桑原勝は振り向いたが、何も言わなかった……

彼女はすぐにシャネルのバッグを置き、小刻みな足取りで近づき、桑原勝をベッドまで支えた。

「地方でロケを終えて戻ってきたところです。退院が近いと聞いて、本当に良かったです」岩本奈義の声は可愛らしく、少し赤ちゃんのような声だった。
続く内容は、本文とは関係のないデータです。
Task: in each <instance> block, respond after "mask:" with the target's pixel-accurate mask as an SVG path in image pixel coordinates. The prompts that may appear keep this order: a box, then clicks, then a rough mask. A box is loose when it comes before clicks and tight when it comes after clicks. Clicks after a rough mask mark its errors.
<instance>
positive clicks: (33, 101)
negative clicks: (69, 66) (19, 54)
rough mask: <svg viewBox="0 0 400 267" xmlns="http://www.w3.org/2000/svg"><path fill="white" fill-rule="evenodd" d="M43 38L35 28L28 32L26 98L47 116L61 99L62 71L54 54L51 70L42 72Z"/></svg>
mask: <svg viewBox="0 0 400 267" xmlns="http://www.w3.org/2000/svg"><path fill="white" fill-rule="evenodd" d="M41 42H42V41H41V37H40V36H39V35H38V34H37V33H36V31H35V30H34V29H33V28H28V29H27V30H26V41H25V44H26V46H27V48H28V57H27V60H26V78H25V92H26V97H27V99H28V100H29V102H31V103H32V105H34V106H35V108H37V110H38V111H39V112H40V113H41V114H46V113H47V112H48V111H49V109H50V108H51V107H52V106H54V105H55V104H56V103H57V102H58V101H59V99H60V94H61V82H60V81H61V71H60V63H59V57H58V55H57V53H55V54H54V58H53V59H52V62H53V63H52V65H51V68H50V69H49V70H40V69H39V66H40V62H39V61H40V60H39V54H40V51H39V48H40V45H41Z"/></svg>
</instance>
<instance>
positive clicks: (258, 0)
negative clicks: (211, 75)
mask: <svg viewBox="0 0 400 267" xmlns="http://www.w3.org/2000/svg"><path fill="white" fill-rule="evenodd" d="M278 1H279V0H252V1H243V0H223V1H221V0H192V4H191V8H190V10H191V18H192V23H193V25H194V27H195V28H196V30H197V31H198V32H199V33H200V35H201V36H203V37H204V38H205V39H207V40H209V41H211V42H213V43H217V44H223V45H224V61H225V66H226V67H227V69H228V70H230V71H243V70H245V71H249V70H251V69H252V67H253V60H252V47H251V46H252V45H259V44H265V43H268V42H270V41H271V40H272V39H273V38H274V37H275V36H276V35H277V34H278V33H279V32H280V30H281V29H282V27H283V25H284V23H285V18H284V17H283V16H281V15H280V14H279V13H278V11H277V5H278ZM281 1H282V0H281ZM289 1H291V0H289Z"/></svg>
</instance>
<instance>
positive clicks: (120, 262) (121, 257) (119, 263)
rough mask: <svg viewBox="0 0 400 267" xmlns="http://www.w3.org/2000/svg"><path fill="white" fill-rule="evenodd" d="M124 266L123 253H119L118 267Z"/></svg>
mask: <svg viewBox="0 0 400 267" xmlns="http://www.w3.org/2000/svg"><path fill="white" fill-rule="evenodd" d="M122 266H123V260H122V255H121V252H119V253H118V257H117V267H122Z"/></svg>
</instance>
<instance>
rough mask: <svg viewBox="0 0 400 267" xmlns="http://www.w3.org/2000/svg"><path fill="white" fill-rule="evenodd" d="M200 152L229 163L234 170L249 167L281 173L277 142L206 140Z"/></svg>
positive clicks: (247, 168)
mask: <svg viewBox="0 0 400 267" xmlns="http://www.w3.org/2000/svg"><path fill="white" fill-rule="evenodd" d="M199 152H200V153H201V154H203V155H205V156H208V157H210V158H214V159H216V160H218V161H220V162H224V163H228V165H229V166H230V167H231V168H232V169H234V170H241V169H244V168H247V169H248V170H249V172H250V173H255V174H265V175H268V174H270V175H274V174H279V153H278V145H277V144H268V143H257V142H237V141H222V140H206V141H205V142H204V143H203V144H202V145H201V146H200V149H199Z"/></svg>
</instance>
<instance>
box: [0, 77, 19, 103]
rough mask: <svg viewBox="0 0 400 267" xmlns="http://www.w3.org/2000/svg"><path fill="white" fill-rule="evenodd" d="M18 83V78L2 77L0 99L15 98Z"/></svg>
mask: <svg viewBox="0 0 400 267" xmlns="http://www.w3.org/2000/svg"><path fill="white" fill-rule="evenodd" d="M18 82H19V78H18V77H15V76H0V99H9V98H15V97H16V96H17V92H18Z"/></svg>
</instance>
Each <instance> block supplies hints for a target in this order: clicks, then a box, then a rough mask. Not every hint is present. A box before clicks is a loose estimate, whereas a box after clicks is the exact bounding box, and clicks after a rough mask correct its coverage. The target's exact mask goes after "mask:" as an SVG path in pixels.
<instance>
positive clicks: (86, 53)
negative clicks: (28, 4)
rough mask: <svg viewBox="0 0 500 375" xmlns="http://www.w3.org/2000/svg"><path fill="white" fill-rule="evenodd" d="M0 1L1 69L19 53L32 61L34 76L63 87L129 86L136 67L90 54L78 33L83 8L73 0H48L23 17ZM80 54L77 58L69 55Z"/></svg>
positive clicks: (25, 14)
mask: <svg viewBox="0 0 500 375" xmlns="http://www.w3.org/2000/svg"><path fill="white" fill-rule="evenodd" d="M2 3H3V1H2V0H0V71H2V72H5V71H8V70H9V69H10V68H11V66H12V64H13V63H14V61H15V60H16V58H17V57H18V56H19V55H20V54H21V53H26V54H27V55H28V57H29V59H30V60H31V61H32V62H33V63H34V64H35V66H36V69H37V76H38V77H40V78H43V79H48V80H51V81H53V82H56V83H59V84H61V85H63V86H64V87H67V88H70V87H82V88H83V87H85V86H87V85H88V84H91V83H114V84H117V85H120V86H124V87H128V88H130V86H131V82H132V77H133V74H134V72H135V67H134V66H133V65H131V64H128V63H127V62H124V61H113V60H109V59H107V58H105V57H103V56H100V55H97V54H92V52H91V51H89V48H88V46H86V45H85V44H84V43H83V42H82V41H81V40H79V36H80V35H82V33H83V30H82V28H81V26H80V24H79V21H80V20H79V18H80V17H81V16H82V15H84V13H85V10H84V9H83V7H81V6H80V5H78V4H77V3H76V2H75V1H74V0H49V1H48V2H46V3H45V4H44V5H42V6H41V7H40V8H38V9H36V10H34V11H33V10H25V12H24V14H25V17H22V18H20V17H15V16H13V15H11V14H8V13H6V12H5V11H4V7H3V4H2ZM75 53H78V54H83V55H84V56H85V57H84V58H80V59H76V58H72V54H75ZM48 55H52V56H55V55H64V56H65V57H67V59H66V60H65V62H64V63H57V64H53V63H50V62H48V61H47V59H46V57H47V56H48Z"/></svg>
「ああ」桑原勝は興味なさそうに、ただ一言だけ返した。

「南陵町でロケ中に、このライターを見つけました。アンティーク風で、とても地元らしい特徴があって、あなたに買ってきました」

岩本奈義は宝物を見せるようにバッグからライターを取り出し、差し出した……

桑原勝はそれを受け取り、二回点火してみたが、表情からは喜怒は読み取れなかった。

「来月、私の映画の初日舞台挨拶があるんですが、来ていただけますか?」岩本奈義は甘えるように桑原勝を見つめた。

「その時になってから」

岩本奈義は頷いた……桑原勝の機嫌があまり良くないのを感じ取ったのか、それ以上は何も言わなかった。

「お前はずっとピンクのランボーが欲しいと言っていただろう。外にあるのをやるよ」

「え?」岩本奈義は桑原勝の言葉に驚いて固まった。